Brynn Emond
Cenas do Acampamento Pró-Palestina em Ottawa
Outro dia, meu amigo e eu decidimos que queríamos visitar o acampamento pró-Palestina liderado por estudantes, que surgiu recentemente no gramado de Ottawa. Numa das páginas de mídia social do grupo organizador, eles enviaram recentemente uma mensagem informando às pessoas que estavam aceitando doações, especificamente de certos tipos de coisas (como água quente, sacos de lixo, lonas azuis, tapetes de ioga, etc.). Senti-me impulsionado pelo desejo de doar tudo o que pudesse – então, durante meu turno, vasculhei furtivamente o depósito dos fundos, vasculhando anos de copos de papel, tampas e chás fora de época extintos. Havia o suficiente lá atrás para abastecer um pequeno exército com xícaras para viagem e rooibos aromatizados. Perfeito; coloquei tudo em uma sacola para levar conosco.
Pedalamos, por poucos minutos, até o campus da universidade, eu com minha sacola de produtos de papel e chá, meu amigo equilibrando precariamente um rolo de cartolinas no guidão. Era uma tarde úmida e quente: Quando chegamos, a atividade no acampamento estava visivelmente diminuída. Vimos as bandeiras palestinas amarradas nas barras de metal preto, que cercavam o gramado; haviam outras penduradas em um punhado de carvalhos imponentes que ficavam acima das silenciosas fileiras de tendas. Haviam pessoas circulando na frente, sentadas na grama, conversando e tomando bebidas geladas. Uma grande placa pintada à mão dizia CHECK-IN, então fomos lá primeiro.

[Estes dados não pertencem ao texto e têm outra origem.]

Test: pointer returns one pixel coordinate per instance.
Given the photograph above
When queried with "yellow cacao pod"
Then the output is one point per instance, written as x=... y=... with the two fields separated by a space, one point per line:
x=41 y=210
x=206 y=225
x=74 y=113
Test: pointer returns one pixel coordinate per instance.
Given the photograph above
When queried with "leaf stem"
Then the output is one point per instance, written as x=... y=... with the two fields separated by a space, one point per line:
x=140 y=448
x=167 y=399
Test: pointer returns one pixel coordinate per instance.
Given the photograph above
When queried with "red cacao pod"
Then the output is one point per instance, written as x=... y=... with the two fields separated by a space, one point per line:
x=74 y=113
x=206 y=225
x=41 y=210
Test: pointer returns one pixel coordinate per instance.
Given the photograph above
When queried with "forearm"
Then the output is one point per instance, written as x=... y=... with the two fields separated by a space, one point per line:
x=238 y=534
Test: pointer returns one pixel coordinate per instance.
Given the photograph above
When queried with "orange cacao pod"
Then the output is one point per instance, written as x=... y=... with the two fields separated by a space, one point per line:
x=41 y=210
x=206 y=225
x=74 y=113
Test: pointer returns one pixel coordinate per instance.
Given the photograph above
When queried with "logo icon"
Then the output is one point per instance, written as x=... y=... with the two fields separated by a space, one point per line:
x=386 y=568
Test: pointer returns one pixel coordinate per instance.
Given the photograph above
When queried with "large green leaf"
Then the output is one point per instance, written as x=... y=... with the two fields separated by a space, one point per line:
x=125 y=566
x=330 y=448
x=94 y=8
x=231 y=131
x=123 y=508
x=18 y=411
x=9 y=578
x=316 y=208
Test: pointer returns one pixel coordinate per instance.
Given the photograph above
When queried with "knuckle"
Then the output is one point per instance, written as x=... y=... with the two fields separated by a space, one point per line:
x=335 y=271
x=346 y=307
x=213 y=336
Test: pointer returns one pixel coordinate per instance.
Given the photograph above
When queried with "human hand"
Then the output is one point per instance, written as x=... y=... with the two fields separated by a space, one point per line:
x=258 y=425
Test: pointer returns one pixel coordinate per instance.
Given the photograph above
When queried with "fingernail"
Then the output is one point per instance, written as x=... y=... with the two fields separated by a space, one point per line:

Ao me aproximar do acampamento, senti uma sensação de ansiedade e incerteza: Seríamos rejeitados? (Mas por que eles nos rejeitariam)? Tentei parecer o mais relaxado e inofensivo possível. Com alguma dificuldade, aproximei-me, meio que esperando um desafio, e não recebi nenhum. Pessoas com coletes de alta visibilidade e keffiyehs conversavam sob o teto de lona do estande do CHECK-IN. Perguntei onde poderia doar e me indicaram outra barraca (a cozinha).
Eu me abaixei entre os telhados das tendas, em um espaço próximo e quase íntimo. As pessoas na cozinha me disseram onde eu poderia deixar meus copos de papel e chá. Acrescentei-os à pilha (já bastante significativa) e corri para encontrar meu amigo, que a essa altura já havia se estabelecido no “Cantinho das Artes”, que ficava nos fundos do acampamento, bem escondido atrás de um dos lindos e imponentes carvalhos velhos. Várias pessoas estavam trabalhando em um enorme banner, pintando cuidadosamente as cores palestinas em uma tela. Sentei-me em uma lona azul ao lado do meu amigo, ainda me sentindo um impostor e ainda meio-pronto para ser desafiado – mas, nunca fui. Ficamos sentados juntos por uma ou duas horas, fazendo sinais. Trocamos algumas palavras rápidas com outras pessoas – “Gosto desse sinal”, disse alguém, olhando para o nosso poster: "Stop the Genocide Now!". “Estou procurando meu airpod”, disse outra pessoa, com o rosto obscurecido por um keffiyeh.
“O seu airpod?” Eu disse.
“Sim, no singular”, a pessoa respondeu.
“Oh, isso parece difícil”, eu disse, olhando para o vasto gramado com suas dezenas de tendas, imenso espaço verde e milhões de pequenos objetos empilhados sobre mesas.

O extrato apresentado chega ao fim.